2014-10-04 15:08:11 | 社会
忽然と消えた「2900人」の子供たち…行方つかめず、放置は死を招く
http://news.goo.ne.jp/article/sankei/nation/snk20141001602.html へのリンク
産経新聞:2014年10月2日(木)12:03

 学校も、行政も居場所をつかめない。そんな子供が日本全国に約2900人もいる。政府は8月、「居所不明」となっている子供の今年5月時点の数字を公表した。実際は記録などがないだけでどこかで暮らしていて、行政側の“追跡調査”が甘いため居所不明扱いになっている子供も多いとみられる。だが、家庭ごと音信不通になるなどして、忽然(こつぜん)と世間から消えてしまった子供が一定数いることも確か。居所不明の子供は親から虐待を受けているリスクが高く、近年は育児放棄の末に衰弱死したり、暴行を受けて雑木林に捨てられたりした事件も発覚した。危機感を抱いた全国の市町村は、家庭訪問などによる確認作業を急ピッチで進めている。

■事件の苦い記憶

 「一度も乳幼児健診を受けていない子供がいる」

 愛知県豊橋市。子育て支援課の担当者に、健診を所管する市こども保健課から連絡があったのは昨年秋のことだ。未受診だったのは4歳児。通常であれば「生後4カ月」「1歳半」「3歳」の段階で健診を受けているはずだが、いずれも未受診だった。

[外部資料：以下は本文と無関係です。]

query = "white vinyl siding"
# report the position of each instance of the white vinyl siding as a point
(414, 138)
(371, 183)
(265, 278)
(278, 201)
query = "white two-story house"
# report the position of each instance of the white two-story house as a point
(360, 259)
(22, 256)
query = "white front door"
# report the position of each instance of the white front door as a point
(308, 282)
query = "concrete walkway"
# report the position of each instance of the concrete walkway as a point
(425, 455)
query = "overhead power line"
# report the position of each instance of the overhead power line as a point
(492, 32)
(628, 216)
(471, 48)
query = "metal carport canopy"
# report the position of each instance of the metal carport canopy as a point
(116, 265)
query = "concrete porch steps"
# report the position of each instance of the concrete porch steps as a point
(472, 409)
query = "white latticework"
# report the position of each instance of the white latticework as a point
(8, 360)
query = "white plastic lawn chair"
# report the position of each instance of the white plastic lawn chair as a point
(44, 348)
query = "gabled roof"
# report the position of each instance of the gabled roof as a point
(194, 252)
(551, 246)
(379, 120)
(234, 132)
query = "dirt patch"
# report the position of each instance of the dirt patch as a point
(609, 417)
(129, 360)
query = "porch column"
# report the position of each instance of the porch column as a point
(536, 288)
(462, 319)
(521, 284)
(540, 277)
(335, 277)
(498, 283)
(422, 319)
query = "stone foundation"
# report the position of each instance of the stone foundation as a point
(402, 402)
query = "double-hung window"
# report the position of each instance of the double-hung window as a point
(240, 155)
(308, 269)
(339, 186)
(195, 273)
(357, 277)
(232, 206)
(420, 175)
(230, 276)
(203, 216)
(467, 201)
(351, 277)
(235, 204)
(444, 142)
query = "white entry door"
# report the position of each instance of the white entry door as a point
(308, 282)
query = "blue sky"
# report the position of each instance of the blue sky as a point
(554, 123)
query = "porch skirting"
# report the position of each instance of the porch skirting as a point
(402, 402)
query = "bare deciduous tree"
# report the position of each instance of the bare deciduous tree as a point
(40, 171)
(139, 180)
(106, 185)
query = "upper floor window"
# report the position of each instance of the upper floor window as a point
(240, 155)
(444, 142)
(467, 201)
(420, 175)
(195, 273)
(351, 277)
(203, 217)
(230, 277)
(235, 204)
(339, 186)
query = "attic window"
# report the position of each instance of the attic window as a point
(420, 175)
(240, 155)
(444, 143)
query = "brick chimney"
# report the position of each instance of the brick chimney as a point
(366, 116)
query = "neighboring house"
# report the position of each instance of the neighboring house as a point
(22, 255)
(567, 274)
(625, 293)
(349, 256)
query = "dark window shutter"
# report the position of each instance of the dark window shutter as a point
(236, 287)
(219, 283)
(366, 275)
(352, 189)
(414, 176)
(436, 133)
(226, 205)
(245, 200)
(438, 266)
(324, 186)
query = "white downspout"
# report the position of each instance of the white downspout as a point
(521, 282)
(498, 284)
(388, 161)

 早急に所在を確認する必要があり、父親のもとに担当者を向かわせたが、「どこにいるのかさっぱりわからない」。父親によると、母親はアジア系の外国人で、すでに2人は離婚しており、児童は母親が引き取ったという。

 入国管理局に照会すると、母親が出国した記録はあったが、児童の確認は取れなかった。児童は日本名以外でパスポートを取得していた可能性があったが、父親が外国人名を知らず、日本名でしか照会ができなかったことも理由と考えられている。

 もちろん、出国しておらず、何らかの事件に巻き込まれている恐れもある。市は愛知県警に相談したが、児童は所在不明だと判明してから1年近くが経過した今年9月現在でも行方不明のままだ。

 豊橋市では平成24年、女児(4)が両親に食事を与えられないなどのネグレクト(育児放棄)を受けた末、衰弱死したという事件があった。亡くなった加藤杏奈ちゃんは、市の健診を受けておらず、健診を担当する部署は所在もつかめていなかった。

 一方、両親は、児童手当や子ども手当を受け取っていた。健診とは別の部署に提出された書類には父親の健康保険証の写しが添付されており、そこには勤め先も記載されていた。

 杏奈ちゃんの所在を調べる重要な手がかりだったが、市内部で情報は共有されず、対策は取られないまま、杏奈ちゃんは命を落とした。

 苦い記憶。事件以降、市は居所不明の子供の問題に積極的に取り組んでいるが、冒頭のような事例はまだ残っている。

 市の担当者は「杏奈ちゃんの事件を重く受け止め、居所不明の児童がいればできる限り追跡している。だが、手がかりが途切れてしまうと、それから先には進めなくなってしまう」。

■居所不明、大阪が発端

 居所不明の子供がクローズアップされたのは、大阪がきっかけだった。

 24年4月、大阪府富田林市で、住民登録上は9歳のはずの男児が生後まもなくから行方不明になっていたことが発覚。14年9月生まれの男児は、実際は1歳になる前に死亡しており、祖母らによって15年2月、同市内の河川敷に埋められていた。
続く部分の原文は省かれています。